Hadhanah Pada Masa Perkawinan.
Berdasarkan
Undang–Undang Pernikahan No. 1 tahun 1974 pasal 45, 465, 47 menyebutkan bahwa :
Pasal 45:
1.
Kedua orang tua wajib memelihara dan mendidik
anak mereka sebaik-baiknya.
2. Kewajiban orang tua yang dimaksud dalam ayat 1
pasal ini berlaku sampai anak itu kawin atau berdiri sendiri berlaku terus
meski perkawinan antara orang tua putus.
Pasal 46:
1.
Anak wajib menghormati orang tua dan menaati
kehendak mereka dengan baik.
2. Jika anak telah dewasa, ia wajib memelihara
menurut kemampuannya, orang tua dan keluarga dalam garis lurus ke atas, bila
mereka memerlukan batuannya.
Pasal 47:
1. Anak yang belum mencapai umur 18 tahun atau
belum pernah melangsungkan perkawinan ada di bawah kekuasaan orang tuanya,
selama mereka tidak dicabut dari kekuasaanya.

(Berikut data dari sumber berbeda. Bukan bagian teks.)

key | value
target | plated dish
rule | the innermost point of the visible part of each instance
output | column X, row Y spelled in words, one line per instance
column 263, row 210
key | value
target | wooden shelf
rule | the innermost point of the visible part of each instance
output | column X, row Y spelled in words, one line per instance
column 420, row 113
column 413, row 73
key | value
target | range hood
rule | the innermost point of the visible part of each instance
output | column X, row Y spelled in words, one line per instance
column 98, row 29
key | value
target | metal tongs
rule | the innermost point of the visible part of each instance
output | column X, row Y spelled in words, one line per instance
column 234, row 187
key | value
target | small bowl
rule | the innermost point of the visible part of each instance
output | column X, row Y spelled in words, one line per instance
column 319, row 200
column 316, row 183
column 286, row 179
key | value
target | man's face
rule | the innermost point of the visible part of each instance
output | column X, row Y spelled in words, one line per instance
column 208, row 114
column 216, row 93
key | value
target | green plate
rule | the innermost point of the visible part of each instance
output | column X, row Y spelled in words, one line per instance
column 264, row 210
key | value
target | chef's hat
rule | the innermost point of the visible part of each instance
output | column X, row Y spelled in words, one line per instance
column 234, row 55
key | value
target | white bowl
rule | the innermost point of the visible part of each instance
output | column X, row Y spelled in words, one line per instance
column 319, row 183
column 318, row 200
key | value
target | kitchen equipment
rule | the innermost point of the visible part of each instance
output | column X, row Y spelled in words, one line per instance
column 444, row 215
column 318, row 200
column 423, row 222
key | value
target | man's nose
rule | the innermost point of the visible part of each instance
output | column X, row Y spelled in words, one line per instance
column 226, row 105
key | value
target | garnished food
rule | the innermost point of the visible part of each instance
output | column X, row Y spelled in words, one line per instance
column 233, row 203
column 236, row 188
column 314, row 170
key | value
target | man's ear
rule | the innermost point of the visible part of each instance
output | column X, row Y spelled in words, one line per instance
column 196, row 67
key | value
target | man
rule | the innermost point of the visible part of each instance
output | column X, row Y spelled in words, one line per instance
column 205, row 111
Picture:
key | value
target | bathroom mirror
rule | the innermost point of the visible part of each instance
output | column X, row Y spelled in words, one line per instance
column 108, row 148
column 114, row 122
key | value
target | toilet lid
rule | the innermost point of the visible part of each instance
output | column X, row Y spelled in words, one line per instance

2. Orang tua mewakili anak tersebut mengenai
perbuatan hukum di dalam dan di luar pengadilan.
Berdasarkan
pada ayat 1 Pasal 47, 49 menyebutkan bahwa kekuasaan salah satu atau kedua
orang tuanya dicabut dari anaknya atas permintaan orang tua lain, keluarga anak
dalam garis lurus ke atas dan saudara kandung yang telah dewasa atau pejabat
yang berwenang dengan keputusan pengadilan meskipun dicabut mereka tetap
berkewajiban.[13]
Namun demikian, orang tua masih memiliki kewajiban atas biaya pemeliharaan anak
tersebut (ayat 2) berkaitan dengan pemeliharaan anak juga, orang tua pun
mempunyai tanggung jawab yang berkaitan dengan kebendaan.
Berdasarkan
pasal 106 KHI disebutkan bahwa orang tua berkewajiban merawat dan mengembangkan
harta anaknya yang belum dewasa atau di bawah pengampuan. Dan orang tua
bertanggung jawab atas kerugian yang ditimbulkan karena kesalahan dan kelalaian
dari kewajiban.[14]
Ditambah dengan KHI pasal 98 dan 99 tentang
pemeliharaan anak: Pasal 98 :
1.
Batas usia anak yang mampu berdiri sendiri atau
dewasa 21, sepanjang tidak cacat fisik atau mental.
2.
Orang tuanya mewakili anaknya tersebut mengenai
segala perbuatan.
3.
PA (Pengadilan Agama) dapat menunjuk kerabat
terdekat yang mampu bila orangtuanya tidak mampu.
Pasal 99 :
Anak yang sah adalah :
1.
Anak yang dilahirkan dalam atau akibat
perkawinan yang sah;
2.
Hasil dari perbuatan suami istri yang sah di
luar rahim dan dilahirkan oleh istri tersebut;
b. Hadhanah Pada Masa Perceraian
Timbulnya
perceraian antara suami istri bukanlah halangan bagi anak untuk memperoleh hak
pengasuhan atas dirinya dari kedua orang tuanya, sebagaimana yang telah diatur
pada Undang –Undang Pernikahan No.1 tahun 1974 Pasal 41 tentang akibat putusnya
perkawinan karena perceraian adalah:
1. Baik ibu atau bapak tetap berkewajiban
memelihara, mendidik anak-anaknya, semata-mata berdasarkan kepentingan anak
bilaman ada perselisihan mengenai pengasuhan anak bilamana ada perselisihan
mengenai pengasuhan anak-anak, pengadilan memberi keputusan;
2. Bapak yang bertanggung jawab atas semua biaya
pendidikan dan pemeliharaan, bilamana bapak dalam kenyataannya tidak dapt
memenuhi kewajiban tersebut, pengadilan dapat menentukan bahwa ibu ikut memikul
biaya tersebut.
3. Pengadilan dapat mewajibkan kepada bekas suami
untuk memberikan biaya penghidupan dan menentukan suatau kewajiban bagi bekas
istri.
Kompilasi Hukum
Islam pada pasal 105 kemudian mengatur lebih rinci mengenai permasalahan
perceraian dan kondisi anak pada saat itu belum mumayyiz yaitu:
1. Belum berumur 12 tahun masih haknya seorang
ibu.
2. Ketika sudah mumayyiz disrahkan kepada
anaknya untuk memilih diantara kedua orang tuanya sebagai pemegang hak pemeliharaannya.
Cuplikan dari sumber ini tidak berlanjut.